Earth’s natural environment has been and is still sacred to many people throughout history. It is common amongst these people to adopt a lifestyle of environmental wisdom which advises that the Earth is not here for us alone, and we should care for it and its inhabitants before ourselves.
Another viewpoint is that of sustainability—we can use the Earth’s resources as long as we do so in an efficient and wise manner. This is the perspective shared by many modern Americans.
The third and most objectively destructive belief is that humans are supreme beings on this planet, therefore, we are entitled to use its resources to our sole personal benefit. Written in such blunt terms, this option may seem incredibly harsh, yet this is a more common practice than one might realize.
In order to succeed in a capitalistic economy, business owners must make many decisions that will increase their profits. The large businesses, aka corporations, make decisions on a large scale. These corporate decisions have a greater impact, yet it is still for the sake of increasing profit yield. The recent Nestlé water bottling controversy in the midst of the California drought is a relevant example of this concept at work. Of course, that is a micro instance—the entire fossil fuel industry also practices the reckless exploitation of natural resources and destruction of ecosystems.
Most of the profits of exploitation are channeled to the corporate sector, particularly corporate management.

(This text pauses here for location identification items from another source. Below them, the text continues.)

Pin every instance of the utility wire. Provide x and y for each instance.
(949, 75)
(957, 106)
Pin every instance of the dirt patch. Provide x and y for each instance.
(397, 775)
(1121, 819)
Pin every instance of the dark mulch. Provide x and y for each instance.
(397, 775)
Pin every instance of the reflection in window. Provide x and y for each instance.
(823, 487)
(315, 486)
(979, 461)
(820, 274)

The working-class (proletariat) people hired by these corporations often receive the bare minimum of what their work is worth, so the corporations can reap the highest possible profits from their total revenue.

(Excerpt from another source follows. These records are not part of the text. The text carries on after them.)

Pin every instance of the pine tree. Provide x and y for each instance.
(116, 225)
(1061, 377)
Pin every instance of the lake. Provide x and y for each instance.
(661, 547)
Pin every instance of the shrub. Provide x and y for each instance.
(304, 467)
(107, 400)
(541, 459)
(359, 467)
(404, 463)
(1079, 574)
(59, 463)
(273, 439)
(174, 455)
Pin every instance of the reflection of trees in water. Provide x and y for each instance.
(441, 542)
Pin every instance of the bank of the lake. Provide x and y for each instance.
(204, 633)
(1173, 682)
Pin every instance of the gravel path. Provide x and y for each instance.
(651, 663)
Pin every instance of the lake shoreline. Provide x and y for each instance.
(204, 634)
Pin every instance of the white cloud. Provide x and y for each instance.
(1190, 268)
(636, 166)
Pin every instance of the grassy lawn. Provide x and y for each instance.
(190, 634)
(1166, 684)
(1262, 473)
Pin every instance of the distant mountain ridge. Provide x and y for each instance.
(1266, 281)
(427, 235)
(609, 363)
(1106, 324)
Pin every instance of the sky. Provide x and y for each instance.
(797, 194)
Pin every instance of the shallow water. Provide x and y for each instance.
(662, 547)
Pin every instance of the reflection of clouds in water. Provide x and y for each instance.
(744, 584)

The large corporations exploit natural resources much in the way they exploit the working class and impoverished people. Resource overuse ruins the Earth’s ecosystems, disabling their ability to recover. Corporations refuse to include externalized costs (the total cost including environmental destruction and hard labor) into the final price of their products for the sake of supply and demand. Exploitation of the proletariat leaves working-class families trapped in a cycle of borderline poverty and the corporate system nurtures this cycle.

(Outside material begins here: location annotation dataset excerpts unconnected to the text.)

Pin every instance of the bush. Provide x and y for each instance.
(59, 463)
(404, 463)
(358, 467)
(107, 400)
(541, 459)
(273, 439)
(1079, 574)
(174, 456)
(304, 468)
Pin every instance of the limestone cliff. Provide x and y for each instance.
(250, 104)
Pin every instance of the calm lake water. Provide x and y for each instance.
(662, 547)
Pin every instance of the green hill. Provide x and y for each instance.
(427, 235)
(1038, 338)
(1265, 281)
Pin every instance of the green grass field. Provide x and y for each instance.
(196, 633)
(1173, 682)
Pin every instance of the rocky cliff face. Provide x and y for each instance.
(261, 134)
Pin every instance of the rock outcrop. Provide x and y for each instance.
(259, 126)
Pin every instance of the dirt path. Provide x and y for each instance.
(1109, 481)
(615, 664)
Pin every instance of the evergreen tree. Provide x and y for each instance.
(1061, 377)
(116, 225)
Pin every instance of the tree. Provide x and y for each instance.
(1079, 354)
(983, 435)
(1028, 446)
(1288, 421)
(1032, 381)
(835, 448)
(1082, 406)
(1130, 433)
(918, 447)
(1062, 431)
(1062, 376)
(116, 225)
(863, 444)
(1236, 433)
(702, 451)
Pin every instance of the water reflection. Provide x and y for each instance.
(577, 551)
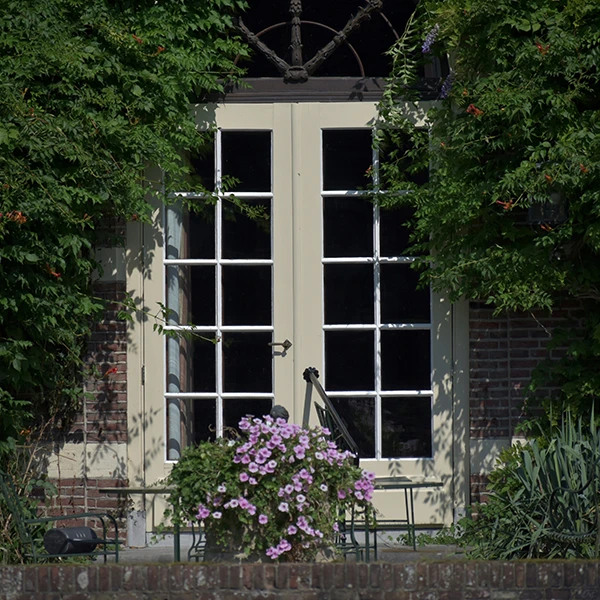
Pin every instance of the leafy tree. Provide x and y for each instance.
(511, 211)
(90, 93)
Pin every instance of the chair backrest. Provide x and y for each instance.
(14, 507)
(329, 417)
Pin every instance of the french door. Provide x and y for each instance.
(317, 275)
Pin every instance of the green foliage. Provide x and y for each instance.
(543, 501)
(90, 94)
(516, 123)
(520, 121)
(278, 490)
(31, 489)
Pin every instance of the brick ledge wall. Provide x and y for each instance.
(469, 580)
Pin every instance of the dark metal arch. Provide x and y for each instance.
(300, 70)
(283, 23)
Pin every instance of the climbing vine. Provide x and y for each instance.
(91, 93)
(510, 213)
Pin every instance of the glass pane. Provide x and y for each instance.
(191, 364)
(202, 163)
(393, 231)
(201, 233)
(236, 408)
(246, 295)
(347, 159)
(349, 360)
(401, 301)
(190, 234)
(358, 415)
(406, 427)
(347, 227)
(246, 155)
(205, 420)
(405, 360)
(245, 236)
(247, 362)
(349, 294)
(191, 294)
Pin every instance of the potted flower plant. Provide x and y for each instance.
(275, 491)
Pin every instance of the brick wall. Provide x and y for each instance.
(503, 352)
(531, 580)
(101, 424)
(105, 418)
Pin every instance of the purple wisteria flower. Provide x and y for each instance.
(430, 39)
(447, 86)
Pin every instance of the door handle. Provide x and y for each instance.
(286, 344)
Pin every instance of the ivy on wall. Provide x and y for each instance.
(511, 211)
(90, 93)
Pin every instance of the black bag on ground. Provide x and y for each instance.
(70, 540)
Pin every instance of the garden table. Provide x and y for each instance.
(143, 491)
(408, 485)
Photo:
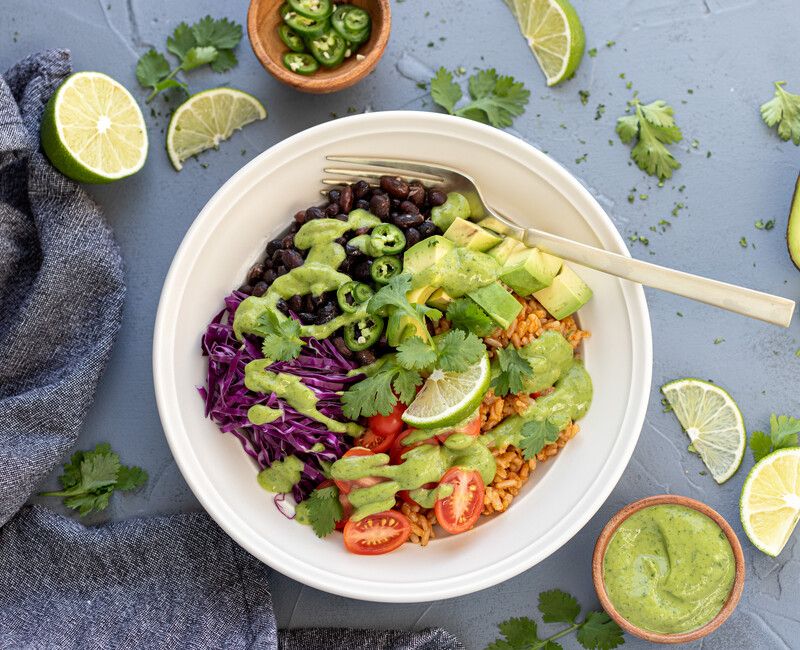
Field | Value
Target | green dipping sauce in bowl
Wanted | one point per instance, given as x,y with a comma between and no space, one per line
668,569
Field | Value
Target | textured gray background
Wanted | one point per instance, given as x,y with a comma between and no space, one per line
714,60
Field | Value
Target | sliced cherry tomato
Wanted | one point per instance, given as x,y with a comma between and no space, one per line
398,448
459,512
377,534
388,425
375,443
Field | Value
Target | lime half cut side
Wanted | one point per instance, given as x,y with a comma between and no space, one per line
448,397
206,119
713,423
92,129
554,34
770,503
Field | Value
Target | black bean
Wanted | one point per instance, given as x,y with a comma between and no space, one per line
255,273
436,197
426,228
314,213
395,187
412,237
408,207
360,189
260,289
295,303
416,193
341,346
346,199
408,220
364,357
292,259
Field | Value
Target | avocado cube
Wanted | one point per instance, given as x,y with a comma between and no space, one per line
470,235
530,270
505,249
497,302
565,295
426,253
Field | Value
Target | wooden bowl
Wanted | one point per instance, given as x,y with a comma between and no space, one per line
656,637
263,19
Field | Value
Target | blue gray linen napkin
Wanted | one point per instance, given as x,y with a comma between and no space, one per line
163,582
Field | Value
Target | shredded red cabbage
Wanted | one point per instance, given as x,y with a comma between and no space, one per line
322,368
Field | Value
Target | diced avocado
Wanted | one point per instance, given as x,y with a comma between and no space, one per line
530,270
793,229
426,253
497,302
505,249
455,206
470,235
440,299
565,295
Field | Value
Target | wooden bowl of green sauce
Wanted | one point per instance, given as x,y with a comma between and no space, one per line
668,569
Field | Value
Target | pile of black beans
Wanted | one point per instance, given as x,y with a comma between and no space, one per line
406,205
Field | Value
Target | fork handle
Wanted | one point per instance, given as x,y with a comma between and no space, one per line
748,302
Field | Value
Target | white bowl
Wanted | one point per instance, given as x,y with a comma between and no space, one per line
564,493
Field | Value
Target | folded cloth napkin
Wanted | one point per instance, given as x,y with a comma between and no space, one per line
165,582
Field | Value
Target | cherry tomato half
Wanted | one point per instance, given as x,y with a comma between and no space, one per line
377,534
388,425
459,512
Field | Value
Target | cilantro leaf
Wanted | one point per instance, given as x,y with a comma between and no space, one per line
599,632
535,435
495,99
415,354
558,606
760,444
513,369
654,126
783,110
324,510
465,314
458,351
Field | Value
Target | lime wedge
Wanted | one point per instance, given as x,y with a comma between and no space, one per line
770,503
555,36
92,129
448,397
713,423
206,119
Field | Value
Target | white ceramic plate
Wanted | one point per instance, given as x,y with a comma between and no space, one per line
229,235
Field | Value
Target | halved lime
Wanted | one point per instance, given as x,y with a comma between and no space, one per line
448,397
92,129
713,423
206,119
770,503
555,36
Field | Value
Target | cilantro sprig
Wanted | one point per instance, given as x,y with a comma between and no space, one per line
494,99
91,477
783,111
595,632
783,433
653,126
209,41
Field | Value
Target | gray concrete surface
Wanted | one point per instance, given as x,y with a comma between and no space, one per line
713,60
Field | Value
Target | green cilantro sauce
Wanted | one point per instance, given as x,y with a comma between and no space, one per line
669,569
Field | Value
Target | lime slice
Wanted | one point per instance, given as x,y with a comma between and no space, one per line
770,503
92,129
448,397
555,36
206,119
713,423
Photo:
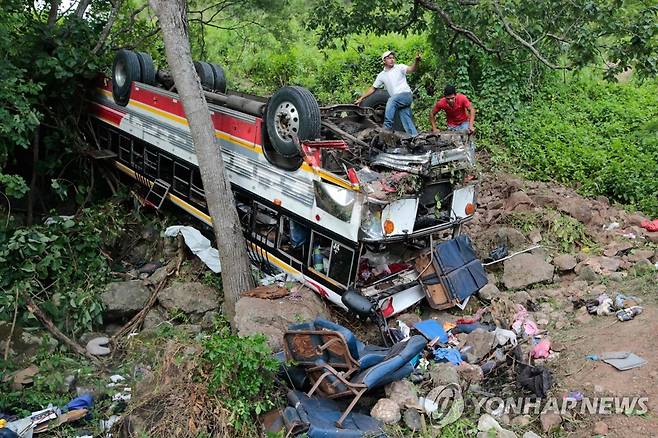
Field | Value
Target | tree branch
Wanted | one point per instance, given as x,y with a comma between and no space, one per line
52,13
523,42
108,27
428,4
82,8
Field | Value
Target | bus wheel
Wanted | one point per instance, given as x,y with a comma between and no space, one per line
206,76
219,77
125,70
147,67
292,112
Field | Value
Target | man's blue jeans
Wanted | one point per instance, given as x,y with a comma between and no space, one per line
462,127
401,103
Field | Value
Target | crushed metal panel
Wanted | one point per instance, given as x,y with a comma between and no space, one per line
460,198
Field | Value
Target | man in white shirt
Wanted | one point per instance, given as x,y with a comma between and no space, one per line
394,79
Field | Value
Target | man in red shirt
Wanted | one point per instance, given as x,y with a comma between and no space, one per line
460,114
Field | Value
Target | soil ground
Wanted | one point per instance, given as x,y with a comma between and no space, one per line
598,379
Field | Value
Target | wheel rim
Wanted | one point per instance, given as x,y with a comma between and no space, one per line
120,74
286,121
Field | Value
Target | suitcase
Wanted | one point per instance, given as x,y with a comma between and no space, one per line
454,274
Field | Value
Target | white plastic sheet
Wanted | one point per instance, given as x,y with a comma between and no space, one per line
198,244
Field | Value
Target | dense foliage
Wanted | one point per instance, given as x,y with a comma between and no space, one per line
242,373
60,266
602,137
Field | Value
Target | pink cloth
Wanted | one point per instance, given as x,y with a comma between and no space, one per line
650,225
542,349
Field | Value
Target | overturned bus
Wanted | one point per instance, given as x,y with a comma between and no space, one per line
324,194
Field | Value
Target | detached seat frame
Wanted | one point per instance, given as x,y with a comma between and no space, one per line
328,355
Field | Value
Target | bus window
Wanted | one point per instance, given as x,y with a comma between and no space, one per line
330,258
265,224
197,195
166,169
138,155
182,177
125,149
292,237
150,163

Similar to the class analysis, the male-female dynamic is also reflected in how modern civilization treats nature. In much academic and theological literature written by men throughout history, nature is anthropomorphized as a loving mother that provides for her benefactors—humans. The parallel dynamic here is females/males and nature/humans. In parallel, actual women have also (until very recently) been elevated solely as figures of moral purity and motherhood. This one-sidedness that males exhibit regarding the topics of nature and society is harmful to both the Mother Earth and female humans. Women are, much like nature, expected to give and give to their oppressors with nothing in return. In other words, females are treated as a resource that males are entitled to exploit. Of course, we call ourselves mankind, because man represents the full potential of humanity, a potential entirely exclusionary of women. Women and nature are the passive recipients of man’s burdens.
The Western race dynamic is heavily involved with environmental destruction. Imperialist white men consciously decided to commit genocide against the indigenous American peoples, people who were resourceful and respectful of the land on which they lived. White men began killing the buffalo for sport, bringing a species crucial to indigenous cultures nearly to extinction. Later, these imperialists carved the faces of their white leaders into the Black Hills—a sacred area for many indigenous American traditions.
White imperialists also destroyed the African landscape—much in the same fashion they enslaved the African people. European colonialists divided Africa amongst themselves and created an apartheid society, all while profiteering off the natural resources of Africa and the labor of its people. In America, white people forced African slaves to participate in the capitalist white supremacist society through brutal agricultural labor. The white owners of the plantations that black slaves had to work in profited mostly off upper class goods such as cotton and tobacco. Thus, a synergized race-class-environmental oppression system was established in America, and it is still upheld to this day.
Although oppression is a highly varied concept, there are telling similarities between certain oppressive institutions. Though we may be different from one another, we are all connected by the planet on which we live and die. The recognition of these social parallels with the destruction of the Earth could further galvanize the movements that seek to abolish such oppressions.